Rare Disease Day has been observed globally every year on the last day of February since its creation in 2008. This year, Rare Disease Day is observed on February 29, and it is an opportunity to work toward increased awareness.

One of the emerging methods for further studying, analyzing, and detecting rare diseases and their characteristics is through artificial intelligence (AI).

Joseph Zabinski, PhD, MEM, the managing director of AI and personalized medicine at OM1, a real-world data, AI, and technology company with a focus on chronic diseases, and Stefan Weiss, MD, MBA, FAAD, the managing director of dermatology at OM1, exclusively share their expertise into AI’s capabilities in dermatology and specifically, rare diseases such as generalized pustular psoriasis. Zabinski and Weiss also address the common concern of with so many AI platforms available: How can clinicians trust AI’s data and learn from its insights?

Navigating Rare Dermatologic Diseases Using AI

By: Joseph Zabinski, PhD, MEM

Joseph Zabinski, PhD, MEM

Joseph Zabinski, PhD, MEM

There are a few issues that come up when we are trying to understand rare dermatologic diseases from the data access perspective and the patient journey perspective. The first is that patients with rare diseases tend to languish for long periods of time, sometimes going years without a diagnosis or having been misdiagnosed in another disease category. In both cases, this means we cannot access those patients’ data as far back in the record as we would like to so we can see where they began their disease states until they reach an accurate diagnosis. However, this is an area where having AI tools to help us look for undiagnosed or misdiagnosed patients can be helpful. Another point with respect to data accessibility is that in a lot of conditions that are more common, there are sometimes rare subtypes of the disease that may be hiding in large populations and in large datasets. Unless we have good tools that can pull out and isolate the patients who belong in those rare subtypes, they can get lost in the noise. It is not something you worry about so much with larger disease states where population average characteristics may be more important, but certainly, in the rare disease instance, it is quite important.

A Look at OM1’s Patient Finder

OM1’s Patient Finder is quite an exciting tool. It does what it says: find patients. It is built using our digital phenotyping AI technology, PhenOM. We can use PhenOM to understand patterning and signaling information in patients’ data histories, just like we might understand a patient’s genetic code by using genotyping, for example. If we can lay out the information in those patients’ histories and then use this digital phenotyping technology, we can ask, “What are some of the data elements that are unique for this patient and perhaps associated with a characteristic or an outcome of interest that that patient also has in their record?”

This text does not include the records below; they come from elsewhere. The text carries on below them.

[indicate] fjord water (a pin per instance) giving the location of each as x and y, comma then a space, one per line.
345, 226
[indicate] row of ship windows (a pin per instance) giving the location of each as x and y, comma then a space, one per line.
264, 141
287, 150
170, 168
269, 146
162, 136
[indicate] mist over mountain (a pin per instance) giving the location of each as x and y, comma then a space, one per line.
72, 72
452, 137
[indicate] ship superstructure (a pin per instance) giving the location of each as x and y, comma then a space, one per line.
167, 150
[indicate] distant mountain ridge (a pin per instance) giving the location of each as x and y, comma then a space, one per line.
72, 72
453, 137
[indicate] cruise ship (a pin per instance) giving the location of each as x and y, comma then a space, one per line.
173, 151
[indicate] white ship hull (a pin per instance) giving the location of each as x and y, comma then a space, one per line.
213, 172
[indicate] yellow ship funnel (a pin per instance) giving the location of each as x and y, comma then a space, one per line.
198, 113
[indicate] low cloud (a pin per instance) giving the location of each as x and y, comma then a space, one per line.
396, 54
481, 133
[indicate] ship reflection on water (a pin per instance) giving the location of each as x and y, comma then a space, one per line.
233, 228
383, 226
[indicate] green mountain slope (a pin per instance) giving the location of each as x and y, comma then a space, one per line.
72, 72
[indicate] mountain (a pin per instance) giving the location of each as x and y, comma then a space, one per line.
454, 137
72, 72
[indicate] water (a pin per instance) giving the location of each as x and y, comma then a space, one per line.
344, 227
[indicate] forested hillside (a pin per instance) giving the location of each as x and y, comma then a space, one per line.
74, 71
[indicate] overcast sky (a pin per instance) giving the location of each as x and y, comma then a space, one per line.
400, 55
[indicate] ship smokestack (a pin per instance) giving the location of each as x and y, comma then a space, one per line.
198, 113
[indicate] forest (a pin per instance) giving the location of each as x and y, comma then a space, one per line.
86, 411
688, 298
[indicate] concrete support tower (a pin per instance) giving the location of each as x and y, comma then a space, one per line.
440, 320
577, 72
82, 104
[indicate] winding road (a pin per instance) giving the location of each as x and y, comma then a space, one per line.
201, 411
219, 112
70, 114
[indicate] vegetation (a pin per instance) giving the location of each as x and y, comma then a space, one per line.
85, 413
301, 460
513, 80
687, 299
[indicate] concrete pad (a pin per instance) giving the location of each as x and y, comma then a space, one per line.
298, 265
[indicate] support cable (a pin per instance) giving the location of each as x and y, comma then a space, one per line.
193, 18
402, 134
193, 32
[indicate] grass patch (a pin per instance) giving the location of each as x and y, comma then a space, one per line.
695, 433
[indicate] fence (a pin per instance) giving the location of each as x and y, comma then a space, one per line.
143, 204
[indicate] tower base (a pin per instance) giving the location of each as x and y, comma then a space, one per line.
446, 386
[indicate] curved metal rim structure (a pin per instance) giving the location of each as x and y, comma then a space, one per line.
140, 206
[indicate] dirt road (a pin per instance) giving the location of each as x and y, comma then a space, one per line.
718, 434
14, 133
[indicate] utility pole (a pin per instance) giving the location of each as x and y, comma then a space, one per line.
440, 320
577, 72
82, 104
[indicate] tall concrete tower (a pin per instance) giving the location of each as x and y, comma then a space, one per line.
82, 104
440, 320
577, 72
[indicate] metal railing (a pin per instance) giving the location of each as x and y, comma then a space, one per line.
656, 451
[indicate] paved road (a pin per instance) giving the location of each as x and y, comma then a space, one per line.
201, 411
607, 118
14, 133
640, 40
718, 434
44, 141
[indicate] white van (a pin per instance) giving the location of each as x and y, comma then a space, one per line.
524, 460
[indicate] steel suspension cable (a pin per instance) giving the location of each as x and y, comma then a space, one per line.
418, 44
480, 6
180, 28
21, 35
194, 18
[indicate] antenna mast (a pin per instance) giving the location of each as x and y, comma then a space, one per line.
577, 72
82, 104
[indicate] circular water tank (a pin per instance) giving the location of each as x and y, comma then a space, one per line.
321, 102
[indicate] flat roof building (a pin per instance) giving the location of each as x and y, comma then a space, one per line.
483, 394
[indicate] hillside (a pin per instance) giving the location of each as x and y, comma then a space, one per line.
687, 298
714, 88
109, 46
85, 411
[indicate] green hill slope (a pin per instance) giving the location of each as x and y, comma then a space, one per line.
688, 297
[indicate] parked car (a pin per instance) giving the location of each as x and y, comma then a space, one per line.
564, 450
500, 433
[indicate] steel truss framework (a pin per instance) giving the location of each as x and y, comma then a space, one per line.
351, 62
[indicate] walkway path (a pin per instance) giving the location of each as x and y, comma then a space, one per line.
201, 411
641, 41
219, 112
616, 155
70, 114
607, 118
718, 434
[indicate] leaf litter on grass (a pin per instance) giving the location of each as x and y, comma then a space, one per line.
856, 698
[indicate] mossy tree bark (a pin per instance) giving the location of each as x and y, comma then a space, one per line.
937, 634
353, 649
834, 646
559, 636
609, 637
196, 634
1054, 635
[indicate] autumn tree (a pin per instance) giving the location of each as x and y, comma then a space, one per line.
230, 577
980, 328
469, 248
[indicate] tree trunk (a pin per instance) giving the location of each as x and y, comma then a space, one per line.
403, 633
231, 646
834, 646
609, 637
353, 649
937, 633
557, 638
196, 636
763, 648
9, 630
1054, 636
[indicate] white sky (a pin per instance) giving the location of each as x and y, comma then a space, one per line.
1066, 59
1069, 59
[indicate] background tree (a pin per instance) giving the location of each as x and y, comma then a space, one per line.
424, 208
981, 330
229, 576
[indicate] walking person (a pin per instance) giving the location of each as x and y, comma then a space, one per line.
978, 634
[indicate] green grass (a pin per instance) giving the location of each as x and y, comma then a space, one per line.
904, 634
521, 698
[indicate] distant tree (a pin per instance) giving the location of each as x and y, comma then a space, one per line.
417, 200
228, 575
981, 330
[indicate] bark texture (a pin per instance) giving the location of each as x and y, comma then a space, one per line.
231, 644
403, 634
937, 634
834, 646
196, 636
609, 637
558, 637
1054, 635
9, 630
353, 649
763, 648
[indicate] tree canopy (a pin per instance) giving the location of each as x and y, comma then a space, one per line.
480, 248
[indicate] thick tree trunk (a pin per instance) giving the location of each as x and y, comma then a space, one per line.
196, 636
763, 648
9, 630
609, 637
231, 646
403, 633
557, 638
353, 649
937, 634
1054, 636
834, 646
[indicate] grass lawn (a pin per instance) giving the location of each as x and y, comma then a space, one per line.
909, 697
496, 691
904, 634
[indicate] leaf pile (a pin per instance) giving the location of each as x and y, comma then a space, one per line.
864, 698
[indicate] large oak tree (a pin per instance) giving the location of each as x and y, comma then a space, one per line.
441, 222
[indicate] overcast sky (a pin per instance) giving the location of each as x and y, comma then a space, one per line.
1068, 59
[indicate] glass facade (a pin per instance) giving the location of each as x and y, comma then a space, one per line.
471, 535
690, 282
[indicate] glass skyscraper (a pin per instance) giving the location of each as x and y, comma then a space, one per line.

In the case of rare disease, we might collect a group of hundreds or thousands of patients with a rare disease and ask, “Using this technology, what data characteristics were present in this patient’s past before they reached a point of diagnosis that may have signaled that that’s where they were headed?” In other words, could we detect early warning signals? Patient Finder compresses those sets of signaling information into digital phenotypes; I think of them as fingerprints. Once we have the fingerprint for the disease, we can then compare new patients’ records to it.

This is where Patient Finder is powerful in deployment. We can use it to look at health system data and we can use it to look at other novel datasets, but once it understands that reference fingerprint, we have the ability to call out patients who are highly likely to match that fingerprint, meaning they are highly likely to have the condition that we’re looking for, even if they haven’t been diagnosed yet. By being able to call them out we can study them further, or, in clinical implementation, patients can be contacted, and if they consent, can proceed with diagnostic evaluation and potentially receive a diagnosis.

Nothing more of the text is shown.